We recently received a message from Margaret Curtis recounting the strange experience of seeing, for the first time, a thirty year old photo of herself from our collections. Curtis’s email, about the joys of activism and pains of defeat, is a moving reminder of the importance of the lives and stories preserved in our collections. I hope you’ll come out to our upcoming Fighting for Lady Liberty event and exhibit to learn more about the local women who fought to ratify the Equal Rights Amendment in Georgia. Curtis has graciously allowed us to share her message (below):
I had a surreal experience yesterday. I received a copy of the GSU annual report, which Dan opened first. He showed me a photo and I asked who it was. “You,” he said, and I said that couldn’t be right. I was quite sure that wasn’t me, but I recognized the locket, which I always wore because it had the pictures of our two granddaughters in it.
I realized that what made the photo so unlike me was that the woman in the photo was obviously very happy. The ERA had not been defeated yet because the bottom of the photo showed that it had been made in 1981. I definitely remembered how happy I was when working for women’s rights and realized I had not been anything like as happy since then.
I had never seen the photo before so am amazed that you had it in your archives.

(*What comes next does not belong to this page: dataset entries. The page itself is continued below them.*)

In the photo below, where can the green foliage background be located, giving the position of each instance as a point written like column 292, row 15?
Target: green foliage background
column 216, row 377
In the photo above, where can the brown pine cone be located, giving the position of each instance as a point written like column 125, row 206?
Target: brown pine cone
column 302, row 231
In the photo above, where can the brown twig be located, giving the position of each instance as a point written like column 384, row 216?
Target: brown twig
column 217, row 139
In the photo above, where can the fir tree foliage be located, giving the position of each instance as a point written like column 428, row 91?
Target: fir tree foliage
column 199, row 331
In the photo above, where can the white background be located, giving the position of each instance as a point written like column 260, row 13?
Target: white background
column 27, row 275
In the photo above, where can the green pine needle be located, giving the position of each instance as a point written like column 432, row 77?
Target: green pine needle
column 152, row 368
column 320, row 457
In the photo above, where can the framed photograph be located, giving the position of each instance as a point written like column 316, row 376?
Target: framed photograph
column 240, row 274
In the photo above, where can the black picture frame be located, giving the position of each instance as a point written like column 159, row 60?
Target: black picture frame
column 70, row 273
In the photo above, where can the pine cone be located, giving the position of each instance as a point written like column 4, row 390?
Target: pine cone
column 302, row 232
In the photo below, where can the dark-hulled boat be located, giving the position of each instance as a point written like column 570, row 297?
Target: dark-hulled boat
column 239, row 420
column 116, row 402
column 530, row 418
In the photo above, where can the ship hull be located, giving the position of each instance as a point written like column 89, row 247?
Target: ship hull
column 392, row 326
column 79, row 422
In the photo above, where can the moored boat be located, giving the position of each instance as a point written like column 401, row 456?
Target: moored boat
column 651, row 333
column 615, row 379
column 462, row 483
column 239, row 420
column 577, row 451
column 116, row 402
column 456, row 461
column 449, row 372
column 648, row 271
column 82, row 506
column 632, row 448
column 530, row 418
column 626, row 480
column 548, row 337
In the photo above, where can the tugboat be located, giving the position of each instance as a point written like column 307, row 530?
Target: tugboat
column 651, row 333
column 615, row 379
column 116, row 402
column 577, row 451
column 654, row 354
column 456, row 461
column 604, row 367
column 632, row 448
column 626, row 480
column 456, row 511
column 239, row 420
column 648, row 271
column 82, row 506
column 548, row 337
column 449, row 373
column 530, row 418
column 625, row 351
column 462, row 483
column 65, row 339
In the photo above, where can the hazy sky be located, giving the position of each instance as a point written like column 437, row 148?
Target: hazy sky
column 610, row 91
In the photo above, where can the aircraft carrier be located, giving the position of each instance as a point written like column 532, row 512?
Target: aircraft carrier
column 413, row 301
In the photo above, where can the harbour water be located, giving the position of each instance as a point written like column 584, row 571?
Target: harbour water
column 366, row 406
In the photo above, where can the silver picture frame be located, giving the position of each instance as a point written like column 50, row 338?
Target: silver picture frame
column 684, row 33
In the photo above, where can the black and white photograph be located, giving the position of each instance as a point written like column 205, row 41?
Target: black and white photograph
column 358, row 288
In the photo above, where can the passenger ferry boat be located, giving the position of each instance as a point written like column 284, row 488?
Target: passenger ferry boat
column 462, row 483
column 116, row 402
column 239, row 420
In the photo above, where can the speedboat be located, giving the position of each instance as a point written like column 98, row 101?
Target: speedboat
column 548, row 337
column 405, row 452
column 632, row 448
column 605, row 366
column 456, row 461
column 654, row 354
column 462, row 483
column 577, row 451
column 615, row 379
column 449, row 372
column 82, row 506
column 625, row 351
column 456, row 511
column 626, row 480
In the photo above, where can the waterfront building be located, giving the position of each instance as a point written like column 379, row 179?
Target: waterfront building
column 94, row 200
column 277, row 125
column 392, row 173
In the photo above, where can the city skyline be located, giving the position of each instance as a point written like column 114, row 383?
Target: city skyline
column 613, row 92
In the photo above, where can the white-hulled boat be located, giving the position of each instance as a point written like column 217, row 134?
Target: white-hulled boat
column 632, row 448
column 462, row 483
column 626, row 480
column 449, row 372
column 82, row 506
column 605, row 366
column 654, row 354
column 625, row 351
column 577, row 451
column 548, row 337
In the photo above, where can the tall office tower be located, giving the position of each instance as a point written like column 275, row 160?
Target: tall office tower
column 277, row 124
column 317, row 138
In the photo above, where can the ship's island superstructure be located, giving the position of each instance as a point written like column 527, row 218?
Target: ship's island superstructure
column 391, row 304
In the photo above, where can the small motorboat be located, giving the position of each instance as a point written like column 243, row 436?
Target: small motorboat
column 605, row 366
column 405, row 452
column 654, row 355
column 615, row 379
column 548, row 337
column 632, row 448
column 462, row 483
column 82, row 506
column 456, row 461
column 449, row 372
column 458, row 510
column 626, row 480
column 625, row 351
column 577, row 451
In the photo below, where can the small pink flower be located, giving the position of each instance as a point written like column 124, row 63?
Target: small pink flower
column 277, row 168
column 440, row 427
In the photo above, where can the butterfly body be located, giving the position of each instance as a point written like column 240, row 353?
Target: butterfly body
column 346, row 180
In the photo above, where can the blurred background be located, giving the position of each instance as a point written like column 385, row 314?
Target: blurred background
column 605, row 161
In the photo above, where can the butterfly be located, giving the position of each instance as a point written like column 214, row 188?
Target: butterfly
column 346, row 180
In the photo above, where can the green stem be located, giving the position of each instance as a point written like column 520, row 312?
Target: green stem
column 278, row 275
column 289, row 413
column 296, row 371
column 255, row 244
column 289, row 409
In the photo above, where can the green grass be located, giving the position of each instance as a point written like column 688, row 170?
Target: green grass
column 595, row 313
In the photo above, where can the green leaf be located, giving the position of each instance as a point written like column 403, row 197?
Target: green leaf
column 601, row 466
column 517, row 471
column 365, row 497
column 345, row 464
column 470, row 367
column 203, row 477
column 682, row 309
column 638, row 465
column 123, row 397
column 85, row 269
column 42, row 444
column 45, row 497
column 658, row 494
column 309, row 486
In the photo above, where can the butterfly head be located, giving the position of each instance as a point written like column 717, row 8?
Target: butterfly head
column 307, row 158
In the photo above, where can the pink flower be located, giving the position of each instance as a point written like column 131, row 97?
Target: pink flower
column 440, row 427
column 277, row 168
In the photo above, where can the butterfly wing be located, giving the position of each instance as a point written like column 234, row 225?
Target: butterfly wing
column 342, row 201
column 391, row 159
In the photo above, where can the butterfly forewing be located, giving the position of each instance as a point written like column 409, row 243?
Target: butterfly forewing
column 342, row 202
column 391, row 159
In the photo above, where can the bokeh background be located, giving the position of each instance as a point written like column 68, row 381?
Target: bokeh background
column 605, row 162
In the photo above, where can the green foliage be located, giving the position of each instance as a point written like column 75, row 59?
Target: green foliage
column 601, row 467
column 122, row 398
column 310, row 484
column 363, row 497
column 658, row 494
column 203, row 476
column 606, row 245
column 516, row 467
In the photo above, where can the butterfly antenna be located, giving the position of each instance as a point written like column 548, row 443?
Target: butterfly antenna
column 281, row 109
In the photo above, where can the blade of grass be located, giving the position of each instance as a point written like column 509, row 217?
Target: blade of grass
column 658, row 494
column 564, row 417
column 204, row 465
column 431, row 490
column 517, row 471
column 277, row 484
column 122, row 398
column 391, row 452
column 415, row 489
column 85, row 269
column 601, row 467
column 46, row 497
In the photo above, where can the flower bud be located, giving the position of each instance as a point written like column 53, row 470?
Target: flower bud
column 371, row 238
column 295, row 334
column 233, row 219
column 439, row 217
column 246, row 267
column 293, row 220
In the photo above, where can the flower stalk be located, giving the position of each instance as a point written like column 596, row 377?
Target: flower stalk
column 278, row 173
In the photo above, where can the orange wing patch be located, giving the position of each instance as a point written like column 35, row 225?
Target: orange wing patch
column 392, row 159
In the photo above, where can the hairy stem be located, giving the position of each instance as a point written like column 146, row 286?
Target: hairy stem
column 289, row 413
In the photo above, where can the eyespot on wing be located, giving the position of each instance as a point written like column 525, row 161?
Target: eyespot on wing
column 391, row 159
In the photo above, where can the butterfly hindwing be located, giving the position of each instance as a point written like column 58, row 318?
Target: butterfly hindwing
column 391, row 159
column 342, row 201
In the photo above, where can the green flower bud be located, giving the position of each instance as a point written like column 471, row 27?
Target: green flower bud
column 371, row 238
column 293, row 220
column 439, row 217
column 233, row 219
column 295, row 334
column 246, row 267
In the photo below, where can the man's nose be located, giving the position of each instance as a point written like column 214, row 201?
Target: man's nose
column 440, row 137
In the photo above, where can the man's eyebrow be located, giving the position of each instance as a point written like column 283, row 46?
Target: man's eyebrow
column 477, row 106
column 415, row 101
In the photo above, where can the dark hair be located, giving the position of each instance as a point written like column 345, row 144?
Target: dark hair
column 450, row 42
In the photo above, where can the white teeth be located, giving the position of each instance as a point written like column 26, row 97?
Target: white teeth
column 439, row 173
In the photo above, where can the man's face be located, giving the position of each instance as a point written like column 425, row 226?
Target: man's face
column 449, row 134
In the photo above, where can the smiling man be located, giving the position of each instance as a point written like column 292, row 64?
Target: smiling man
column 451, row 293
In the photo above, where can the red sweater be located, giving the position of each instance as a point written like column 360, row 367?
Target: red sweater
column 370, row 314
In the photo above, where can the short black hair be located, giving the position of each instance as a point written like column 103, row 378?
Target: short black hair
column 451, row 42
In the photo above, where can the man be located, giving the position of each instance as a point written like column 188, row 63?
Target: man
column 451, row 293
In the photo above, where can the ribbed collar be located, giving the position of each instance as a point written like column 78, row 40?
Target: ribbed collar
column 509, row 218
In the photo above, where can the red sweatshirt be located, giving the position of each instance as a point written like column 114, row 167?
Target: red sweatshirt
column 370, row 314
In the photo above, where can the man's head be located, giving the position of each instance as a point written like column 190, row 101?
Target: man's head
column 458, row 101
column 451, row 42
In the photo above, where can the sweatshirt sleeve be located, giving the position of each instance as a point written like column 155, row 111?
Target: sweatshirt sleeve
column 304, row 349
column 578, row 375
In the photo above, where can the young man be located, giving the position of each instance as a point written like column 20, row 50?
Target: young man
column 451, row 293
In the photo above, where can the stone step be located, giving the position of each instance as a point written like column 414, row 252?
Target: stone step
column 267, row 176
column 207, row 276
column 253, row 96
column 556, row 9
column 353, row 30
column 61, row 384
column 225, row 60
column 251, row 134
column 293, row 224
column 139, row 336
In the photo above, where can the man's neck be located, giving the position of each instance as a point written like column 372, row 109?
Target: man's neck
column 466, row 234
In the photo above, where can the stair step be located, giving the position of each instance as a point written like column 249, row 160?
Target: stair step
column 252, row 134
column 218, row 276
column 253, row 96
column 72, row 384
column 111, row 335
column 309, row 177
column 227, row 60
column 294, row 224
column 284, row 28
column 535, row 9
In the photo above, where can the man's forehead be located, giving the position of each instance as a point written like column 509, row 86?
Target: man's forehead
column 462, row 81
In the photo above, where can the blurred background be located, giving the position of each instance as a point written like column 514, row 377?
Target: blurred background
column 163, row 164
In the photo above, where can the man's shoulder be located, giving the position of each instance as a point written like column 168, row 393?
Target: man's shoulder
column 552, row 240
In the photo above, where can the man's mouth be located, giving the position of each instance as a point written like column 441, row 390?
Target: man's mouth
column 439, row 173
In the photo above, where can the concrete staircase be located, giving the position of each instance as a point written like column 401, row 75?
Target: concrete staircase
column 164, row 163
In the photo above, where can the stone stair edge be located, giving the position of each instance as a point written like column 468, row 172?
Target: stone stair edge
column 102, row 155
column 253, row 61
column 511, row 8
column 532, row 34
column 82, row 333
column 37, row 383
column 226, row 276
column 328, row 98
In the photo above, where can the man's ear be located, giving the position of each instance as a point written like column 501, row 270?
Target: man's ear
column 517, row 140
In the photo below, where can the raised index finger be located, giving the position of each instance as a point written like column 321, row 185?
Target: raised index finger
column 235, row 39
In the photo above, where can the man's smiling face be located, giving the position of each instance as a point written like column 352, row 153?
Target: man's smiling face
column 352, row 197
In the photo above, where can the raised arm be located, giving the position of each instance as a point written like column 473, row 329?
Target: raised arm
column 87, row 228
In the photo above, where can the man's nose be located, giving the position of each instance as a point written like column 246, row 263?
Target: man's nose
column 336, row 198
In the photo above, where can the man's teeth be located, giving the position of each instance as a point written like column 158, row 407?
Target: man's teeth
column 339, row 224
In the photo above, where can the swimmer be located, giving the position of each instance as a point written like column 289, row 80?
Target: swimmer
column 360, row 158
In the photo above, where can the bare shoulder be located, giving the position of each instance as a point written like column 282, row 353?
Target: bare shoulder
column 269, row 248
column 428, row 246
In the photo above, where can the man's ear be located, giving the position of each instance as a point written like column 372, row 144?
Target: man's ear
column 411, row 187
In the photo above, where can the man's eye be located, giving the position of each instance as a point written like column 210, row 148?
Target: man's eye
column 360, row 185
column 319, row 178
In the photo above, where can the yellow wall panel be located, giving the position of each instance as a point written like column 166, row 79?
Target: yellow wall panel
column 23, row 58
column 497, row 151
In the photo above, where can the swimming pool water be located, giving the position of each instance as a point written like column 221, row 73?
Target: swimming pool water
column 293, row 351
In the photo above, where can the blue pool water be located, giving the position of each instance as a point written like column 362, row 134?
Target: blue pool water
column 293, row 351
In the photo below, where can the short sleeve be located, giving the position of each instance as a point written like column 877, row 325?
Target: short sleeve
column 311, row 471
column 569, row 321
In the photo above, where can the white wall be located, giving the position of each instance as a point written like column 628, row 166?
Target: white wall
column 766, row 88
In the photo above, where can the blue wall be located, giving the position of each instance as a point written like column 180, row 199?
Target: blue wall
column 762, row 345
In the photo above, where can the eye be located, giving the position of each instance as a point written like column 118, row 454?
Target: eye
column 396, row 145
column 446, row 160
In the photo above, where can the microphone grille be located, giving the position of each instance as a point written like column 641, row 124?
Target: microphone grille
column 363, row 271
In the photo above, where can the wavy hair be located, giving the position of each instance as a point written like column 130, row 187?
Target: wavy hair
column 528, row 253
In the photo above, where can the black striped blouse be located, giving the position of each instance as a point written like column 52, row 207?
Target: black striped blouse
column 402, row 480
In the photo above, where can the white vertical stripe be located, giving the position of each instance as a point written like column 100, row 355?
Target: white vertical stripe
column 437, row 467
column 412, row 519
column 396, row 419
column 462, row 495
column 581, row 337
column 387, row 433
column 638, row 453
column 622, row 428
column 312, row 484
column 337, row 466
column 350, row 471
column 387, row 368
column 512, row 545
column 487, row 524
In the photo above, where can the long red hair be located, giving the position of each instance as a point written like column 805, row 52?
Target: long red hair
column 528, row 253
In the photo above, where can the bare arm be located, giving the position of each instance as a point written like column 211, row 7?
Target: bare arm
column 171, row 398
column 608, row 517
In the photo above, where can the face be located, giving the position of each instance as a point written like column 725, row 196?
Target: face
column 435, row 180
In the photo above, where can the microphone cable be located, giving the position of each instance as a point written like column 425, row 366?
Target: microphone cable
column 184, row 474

I felt so grateful to have a look back and to remember the person I used to be, and also to have had the opportunity to do something that was so obviously good for my soul. I guess the defeat of the ERA was a sort of loss of innocence for me. I found it unbelievable that by defeating it, Americans were saying that it is OK to take what a person has a right to away from them on the basis of their gender […]
Thanks for giving me a trip back in time, when I was having the time of my life.